Jonathan Katz: Round-Optimal Fully Secure Distributed Key Generation
Join us for Jonathan Katz’s lecture, where he will discuss security challenges in distributed key generation and protocols balancing efficiency and security.
We warmly invite you to Jonathan Katz’s public lecture on March 4, 2025, where he will discuss security challenges in distributed key generation, its round complexity, and protocols balancing efficiency and security.
- When? Tuesday, March 4, 9:30 - 11:00 am
- Where? FAV Hörsaal 1 Helmut Veith, Favoritenstraße 9-11, 1040 Vienna
Abstract
Protocols for distributed (threshold) key generation (DKG) in the discrete-logarithm setting have received a tremendous amount of attention in the past few years. Several synchronous DKG protocols have been proposed, but most such protocols are not fully secure: they either allow corrupted parties to bias the key, or are not robust and allow malicious parties to prevent successful generation of a key.

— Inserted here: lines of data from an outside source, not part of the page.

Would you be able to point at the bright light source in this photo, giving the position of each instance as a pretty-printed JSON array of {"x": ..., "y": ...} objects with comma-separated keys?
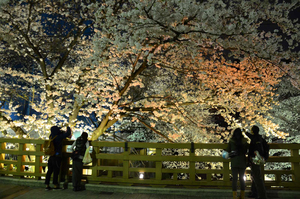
[{"x": 141, "y": 175}]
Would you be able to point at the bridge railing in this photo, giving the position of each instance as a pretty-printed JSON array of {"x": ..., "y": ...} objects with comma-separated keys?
[{"x": 142, "y": 163}]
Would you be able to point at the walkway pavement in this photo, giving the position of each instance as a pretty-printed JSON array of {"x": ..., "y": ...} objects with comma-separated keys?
[{"x": 32, "y": 189}]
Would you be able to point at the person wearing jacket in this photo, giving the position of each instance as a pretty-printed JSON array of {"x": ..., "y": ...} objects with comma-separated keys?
[
  {"x": 54, "y": 161},
  {"x": 78, "y": 150},
  {"x": 238, "y": 146},
  {"x": 257, "y": 187}
]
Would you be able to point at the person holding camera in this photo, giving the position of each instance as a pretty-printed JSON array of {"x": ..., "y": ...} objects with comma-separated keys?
[
  {"x": 237, "y": 148},
  {"x": 54, "y": 161}
]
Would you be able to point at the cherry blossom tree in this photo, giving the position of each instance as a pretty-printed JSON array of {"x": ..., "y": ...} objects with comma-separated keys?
[
  {"x": 226, "y": 60},
  {"x": 51, "y": 33},
  {"x": 172, "y": 66}
]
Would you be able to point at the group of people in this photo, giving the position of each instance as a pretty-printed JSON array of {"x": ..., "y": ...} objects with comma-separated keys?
[
  {"x": 54, "y": 162},
  {"x": 239, "y": 145}
]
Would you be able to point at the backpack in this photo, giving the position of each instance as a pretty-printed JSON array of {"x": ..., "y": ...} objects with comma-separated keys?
[{"x": 49, "y": 147}]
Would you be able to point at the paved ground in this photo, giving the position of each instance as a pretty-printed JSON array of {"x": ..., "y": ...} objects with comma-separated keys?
[
  {"x": 27, "y": 189},
  {"x": 9, "y": 191}
]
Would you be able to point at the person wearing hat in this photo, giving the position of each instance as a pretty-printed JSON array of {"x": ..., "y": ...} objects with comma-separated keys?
[
  {"x": 238, "y": 147},
  {"x": 54, "y": 161},
  {"x": 78, "y": 147}
]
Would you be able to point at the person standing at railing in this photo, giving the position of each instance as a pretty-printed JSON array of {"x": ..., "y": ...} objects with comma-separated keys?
[
  {"x": 257, "y": 187},
  {"x": 78, "y": 150},
  {"x": 237, "y": 148},
  {"x": 54, "y": 161}
]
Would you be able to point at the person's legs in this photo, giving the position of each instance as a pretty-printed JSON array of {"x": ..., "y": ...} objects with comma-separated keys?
[
  {"x": 253, "y": 193},
  {"x": 241, "y": 178},
  {"x": 56, "y": 169},
  {"x": 50, "y": 170},
  {"x": 77, "y": 174},
  {"x": 234, "y": 178},
  {"x": 258, "y": 181},
  {"x": 234, "y": 181},
  {"x": 242, "y": 182}
]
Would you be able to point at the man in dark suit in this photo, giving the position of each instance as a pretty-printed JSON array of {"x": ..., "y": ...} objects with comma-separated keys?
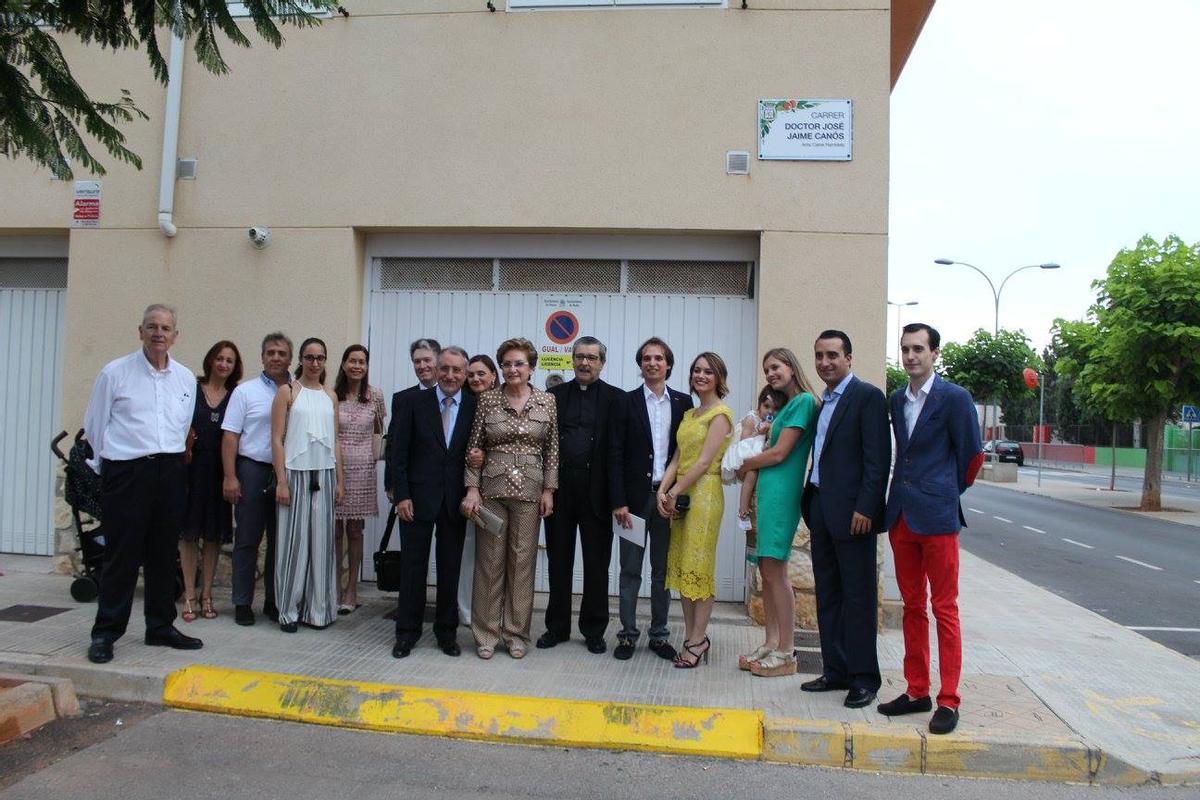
[
  {"x": 939, "y": 452},
  {"x": 843, "y": 506},
  {"x": 643, "y": 440},
  {"x": 585, "y": 409},
  {"x": 424, "y": 355},
  {"x": 427, "y": 458}
]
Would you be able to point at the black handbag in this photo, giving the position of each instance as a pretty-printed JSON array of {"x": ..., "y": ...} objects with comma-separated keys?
[{"x": 388, "y": 561}]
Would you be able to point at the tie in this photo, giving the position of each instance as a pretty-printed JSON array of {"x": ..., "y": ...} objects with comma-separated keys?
[{"x": 445, "y": 417}]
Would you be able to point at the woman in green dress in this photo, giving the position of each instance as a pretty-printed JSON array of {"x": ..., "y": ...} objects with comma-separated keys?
[
  {"x": 780, "y": 483},
  {"x": 695, "y": 470}
]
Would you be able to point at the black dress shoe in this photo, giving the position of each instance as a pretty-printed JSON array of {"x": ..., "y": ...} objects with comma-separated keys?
[
  {"x": 549, "y": 639},
  {"x": 823, "y": 684},
  {"x": 945, "y": 720},
  {"x": 173, "y": 638},
  {"x": 624, "y": 650},
  {"x": 663, "y": 649},
  {"x": 905, "y": 704},
  {"x": 858, "y": 697},
  {"x": 100, "y": 651}
]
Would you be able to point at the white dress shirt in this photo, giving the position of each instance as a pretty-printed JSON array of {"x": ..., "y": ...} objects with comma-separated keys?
[
  {"x": 137, "y": 410},
  {"x": 455, "y": 402},
  {"x": 249, "y": 415},
  {"x": 915, "y": 403},
  {"x": 829, "y": 402},
  {"x": 659, "y": 411}
]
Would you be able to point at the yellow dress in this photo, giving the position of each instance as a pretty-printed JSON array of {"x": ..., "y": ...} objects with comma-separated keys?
[{"x": 691, "y": 558}]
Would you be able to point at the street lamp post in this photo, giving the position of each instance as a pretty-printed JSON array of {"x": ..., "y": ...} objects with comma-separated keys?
[
  {"x": 899, "y": 306},
  {"x": 995, "y": 330}
]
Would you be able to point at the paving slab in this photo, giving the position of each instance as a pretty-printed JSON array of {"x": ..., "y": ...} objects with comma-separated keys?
[{"x": 1051, "y": 691}]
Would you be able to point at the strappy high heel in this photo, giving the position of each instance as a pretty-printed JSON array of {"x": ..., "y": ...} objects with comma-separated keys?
[{"x": 699, "y": 656}]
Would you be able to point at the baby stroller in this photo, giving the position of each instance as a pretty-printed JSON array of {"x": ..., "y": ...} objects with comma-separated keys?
[{"x": 82, "y": 493}]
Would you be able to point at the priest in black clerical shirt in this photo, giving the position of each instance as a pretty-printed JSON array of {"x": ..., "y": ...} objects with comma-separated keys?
[{"x": 585, "y": 407}]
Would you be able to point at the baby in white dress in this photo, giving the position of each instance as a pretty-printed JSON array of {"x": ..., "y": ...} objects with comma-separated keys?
[{"x": 751, "y": 441}]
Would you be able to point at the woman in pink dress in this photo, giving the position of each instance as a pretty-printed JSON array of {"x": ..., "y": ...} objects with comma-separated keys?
[{"x": 360, "y": 416}]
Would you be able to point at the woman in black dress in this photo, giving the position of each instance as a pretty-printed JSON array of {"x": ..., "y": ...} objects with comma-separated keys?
[{"x": 209, "y": 517}]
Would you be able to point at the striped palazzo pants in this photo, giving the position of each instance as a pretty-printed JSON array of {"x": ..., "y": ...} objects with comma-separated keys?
[
  {"x": 305, "y": 576},
  {"x": 502, "y": 596}
]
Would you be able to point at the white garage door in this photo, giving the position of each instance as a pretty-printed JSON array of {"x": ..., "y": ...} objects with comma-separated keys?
[
  {"x": 31, "y": 311},
  {"x": 645, "y": 298}
]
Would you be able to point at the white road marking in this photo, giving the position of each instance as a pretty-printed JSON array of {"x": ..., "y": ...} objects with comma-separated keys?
[
  {"x": 1169, "y": 630},
  {"x": 1149, "y": 566}
]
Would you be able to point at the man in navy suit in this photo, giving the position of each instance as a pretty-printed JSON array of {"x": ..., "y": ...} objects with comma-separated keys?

We explore the round complexity of fully secure DKG in the honest-majority setting where it is feasible. We show the impossibility of one-round, unbiased DKG protocols (even satisfying weaker notions of security), regardless of any prior setup. On the positive side, we show various round-optimal protocols for fully secure DKG offering tradeoffs in terms of their efficiency, necessary setup, and required assumptions.
About Jonathan Katz
Jonathan Katz recently joined Google as a Senior Staff Research Scientist, after more than 20 years as a professor at the University of Maryland where he also served as director of the Maryland Cybersecurity Center. He is a co-author of the widely used textbook “Introduction to Modern Cryptography” (now in its third edition) and also offers a free online course on cryptography through Coursera. Katz has received an Alexander von Humboldt Research Award, a UMD Distinguished Scholar-Teacher Award, and an ACM SIGSAC Outstanding Contribution Award. He is a fellow of the IACR and the ACM.